Problem description : Build and maintain a data structure to efficiently locate, insert, and delete the record associated with any query key $q$.

It is more important to avoid using a bad data structure than to identify the single best option available.
Questions to ask:
- How many items will you have in your data structure?
- Do you know the relative frequencies of insert, delete, and search operations?
- Can we assume that the access pattern for keys will be uniform and random?
- Is it critical that individual operations be fast, or only that the total amount of work done over the entire program be minimized?
Under the hood:
- Unsorted linked lists or arrays: For small data sets.
- Sorted linked lists or arrays
- Hash tables
  - How do I deal with collisions? Open addressing or bucketing?
  - How big should the table be? At least as big as $m$, the number of items you expect to put in the table, it better be prime.
  - What hash functions should I choose? For strings,
    
    $$H(S,j) = \sum_{i=0}^{m-1}\alpha^{m-(i+1)}\times char(s_{i+j})\mod{m}$$
    $\alpha$ is the size of the alphabet, $char(x)$ maps a character to its ASCII code. This can be computer efficiently as,
    
    $$H(S,j+1) = (H(S,j) - \alpha^{m-1}char(s_j))\alpha + s_{j+m}$$
    . In the end, make sure that the distribution is as uniform as possible.
- Binary search trees
  - Elegant data structures that support fast insertions, deletions and queries.
  - Do I need self balancing trees? Red-black trees, splay trees.
  - Use the best implementations!!
- B-trees
  - For data sets so large that they will not fit in the memory.
  - Uses caches and secondary storage.
  - Look for Cache-oblivious algorithms
- Skip lists
  - Somewhat of a cult data structure.
Implementations
- C++ : std::map
  - Implemented as Binary Search Tree.
- LEDA
  - hashing, perfect hashing, B-trees, red-black trees, random search trees, skip lists.
- Java Collections and Data Structures Library in Java
Related : Sorting, searching

Priority Queues

Input description: A set of records with numerically or otherwise totally-ordered keys.
Problem description: Build and maintain a data structure for providing quick access to the smallest or largest key in the set.

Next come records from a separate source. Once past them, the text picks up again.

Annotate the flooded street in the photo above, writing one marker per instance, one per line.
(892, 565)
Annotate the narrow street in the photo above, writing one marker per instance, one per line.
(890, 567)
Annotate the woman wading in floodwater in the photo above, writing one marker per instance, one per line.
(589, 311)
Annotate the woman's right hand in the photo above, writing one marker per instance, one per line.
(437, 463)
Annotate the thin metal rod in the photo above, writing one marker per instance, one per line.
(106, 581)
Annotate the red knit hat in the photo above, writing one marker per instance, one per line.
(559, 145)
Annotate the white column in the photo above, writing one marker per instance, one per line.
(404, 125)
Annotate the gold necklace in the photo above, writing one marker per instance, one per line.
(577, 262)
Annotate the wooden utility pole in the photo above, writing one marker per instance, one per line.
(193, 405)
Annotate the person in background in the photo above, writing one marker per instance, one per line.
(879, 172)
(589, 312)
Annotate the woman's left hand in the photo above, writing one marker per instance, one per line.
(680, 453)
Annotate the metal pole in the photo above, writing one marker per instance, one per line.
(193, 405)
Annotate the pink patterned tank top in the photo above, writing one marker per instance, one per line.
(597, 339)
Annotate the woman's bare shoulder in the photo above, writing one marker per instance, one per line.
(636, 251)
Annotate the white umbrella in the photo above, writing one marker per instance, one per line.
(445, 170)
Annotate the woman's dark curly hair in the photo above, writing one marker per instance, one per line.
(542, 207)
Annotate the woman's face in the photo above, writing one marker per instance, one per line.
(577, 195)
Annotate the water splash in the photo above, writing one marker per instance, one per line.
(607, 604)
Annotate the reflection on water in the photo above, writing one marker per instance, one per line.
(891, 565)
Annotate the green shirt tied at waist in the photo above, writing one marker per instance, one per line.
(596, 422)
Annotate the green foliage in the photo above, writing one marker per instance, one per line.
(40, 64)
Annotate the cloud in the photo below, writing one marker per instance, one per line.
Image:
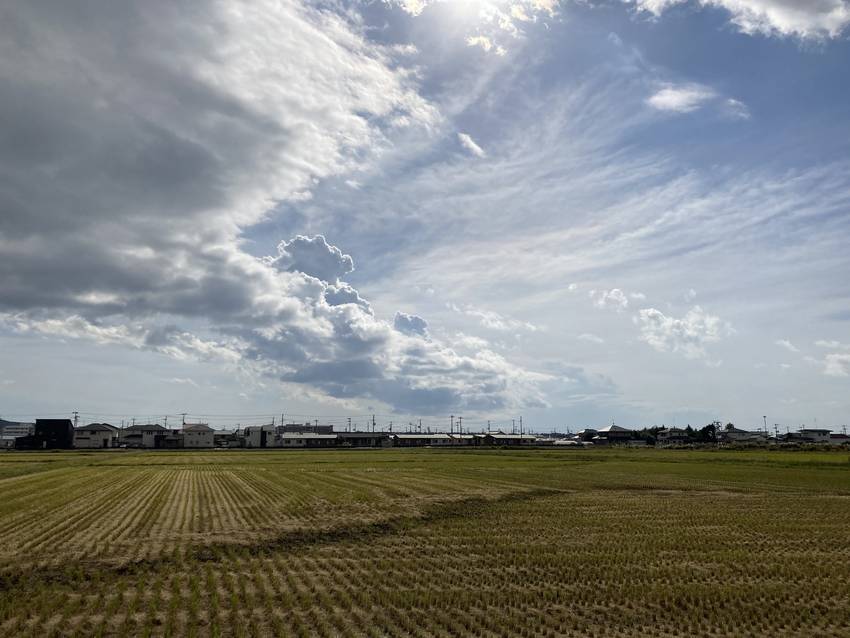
(410, 324)
(837, 365)
(736, 109)
(790, 347)
(614, 298)
(125, 198)
(689, 335)
(469, 144)
(494, 321)
(835, 345)
(684, 98)
(313, 256)
(805, 19)
(485, 43)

Very useful in simulations(as future events ordered by time).
Not required if insertions, deletions and queries are not intermixed.
Questions to ask:
- What other operations do you need?
- Do you know the maximum data structure size in advance?
- Might you change the priority of the elements already in the queue?
Choices:
- Sorted array or list
- Binary heaps
- Bounded height priority queue
  - Useful for small, discrete range of keys.
- Binary Search trees
  - Very useful when you need more dictionary operations or the size is unbounded.
- Fibonacci and pairing heaps
  - Speed up decrease-key operation.
Implementations
- C++ STL std::priority_queue
  - Uses a std::vector or std::dequeue.
- LEDA
  - Binary heaps, Fibonacci heaps, pairing heaps, Emde-Boas trees and bounded height priority queues
- Java Collections : java.util.PriorityQueue
Related : Dictionaries, sorting, shortest path.

Suffix Trees and Arrays

Input description: A reference string $S$.
Problem description: Build a data structure to quickly find all places where an arbitrary query string $q$ occurs in $S$.

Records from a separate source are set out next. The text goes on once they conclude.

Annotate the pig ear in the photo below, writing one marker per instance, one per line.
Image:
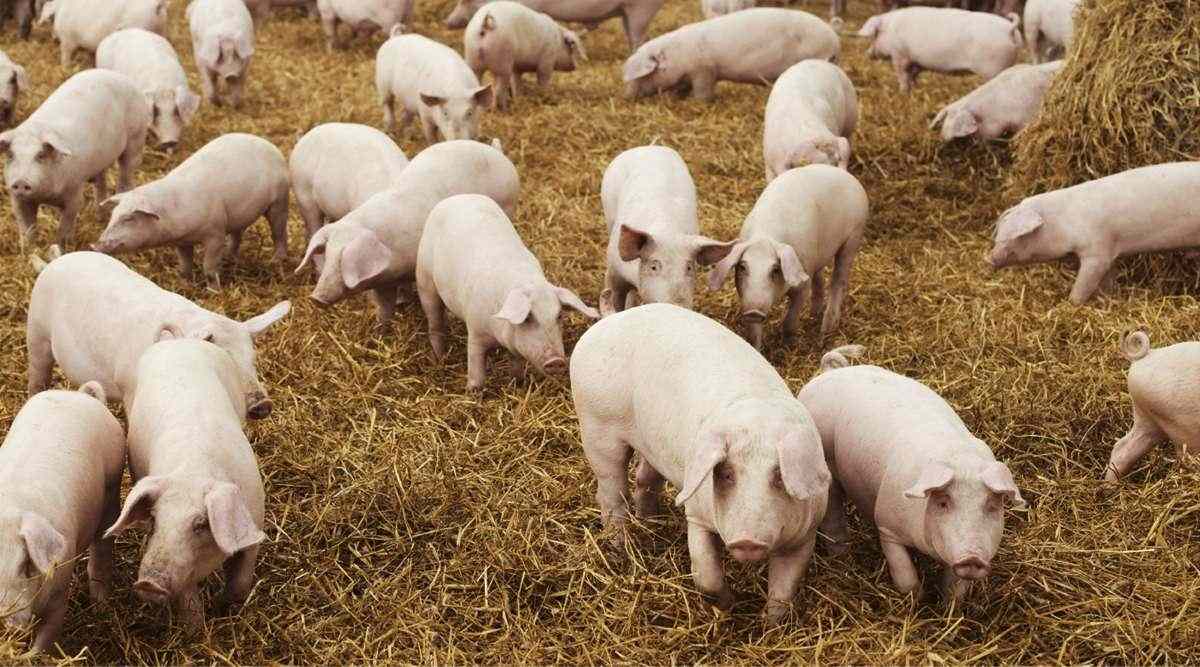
(46, 546)
(233, 528)
(709, 451)
(934, 476)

Phenomenally useful for solving string problems.
A suffix tree is simply a trie of all the proper suffixes of $S$.
Can be constructed in $O(n)$ by making clever use of pointers!!
What can you do with it?
- Find all occurrences of $q$ as a substring of $S$ in $O(|q|+k)$, where $k$ is the number of occurrences.
- Longest substring common to a set of strings.
- Find the longest palindrome in $S$.
They get even better when used as suffix arrays.
Implementations
- C implementation by Schurmann and Stoye.
- Many C/C++ implementations in Pizza&Chili corpus
- Java
  - BioJava::SuffixTree
Related : String Matching , Text Compression, Longest Common Substring

Graph Data Structures

Input description: A graph $G$.
Problem description: Represent the graph $G$ using a flexible, efficient data structure.

Adjacency matrices and adjacency lists.
For most things, adjacency lists are the way to go, unless the graphs are very small or very dense.
Questions to ask:
- How big will your graph be?
- How dense will your graph be?
- Which algorithms will you be implementing?
- Will you be modifying the graph over the course of your application?
Prefer existing implementations.
Graphs have different flavors, like Planar graphs, Hypergraphs, hierarchical graphs(representation).
Implementation
- C++ : LEDA, Boost
- Java : JUNG, Data Structures Library(JDSL), JGraphT
- Stanford Graphbase
Related : Set data structures, graph partition

Set data structures

Input description: A universe of items $U = \{u_1, \ldots , u_n}\$ on which is defined a collection of subsets $S = \{S_1, \ldots , S_m\}$.
Problem description: Represent each subset so as to efficiently $(1)$ test whether $u_i \in S_j$, $(2)$ compute the union or intersection of $S_i$ and $S_j$, and $(3)$ insert or delete members of $S$.

In mathematical terms, unordered collection of objects drawn from a fixed universal set.
Uses a single canonical order for implementations, typically sorted.
Distinguished from dictionaries(no fixed universal set) and strings(order is important).
Multisets : An element can occur more than once.
A system of subsets can also be represented as a hypergraph.
Representations:
- Bit vectors : For a fixed universal set. Space efficient, fast intersection and union. Not very good for sparse subsets.
- Containers and dictionaries
- Bloom filters : Bit vectors with hashing.
Set partition : When an item can be in only one set.
Representations for set partition structures:
- Collection of containers : Membership testing is costly.
- Generalized bit vector : Union, intersection takes $O(n),\; n = |U|$.
- Dictionary with a subset attribute : : Union, intersection are slow.
- Union-find data structures : Awesome asymptotic performance!!! Even better with path compression. Does not allow breaking subsets created by unions.
Implementations
- C++ STL set and multiset. LEDA.
- Java Collections HashSet and TreeSet
Related : Generating subsets, generating partitions, set cover, minimum spanning tree.

Kd-Trees

Input description: A set $S$ of $n$ points or more complicated geometric objects in $k$ dimensions.
Problem description: Construct a tree that partitions space by half-planes such that each object is contained in its own box-shaped region.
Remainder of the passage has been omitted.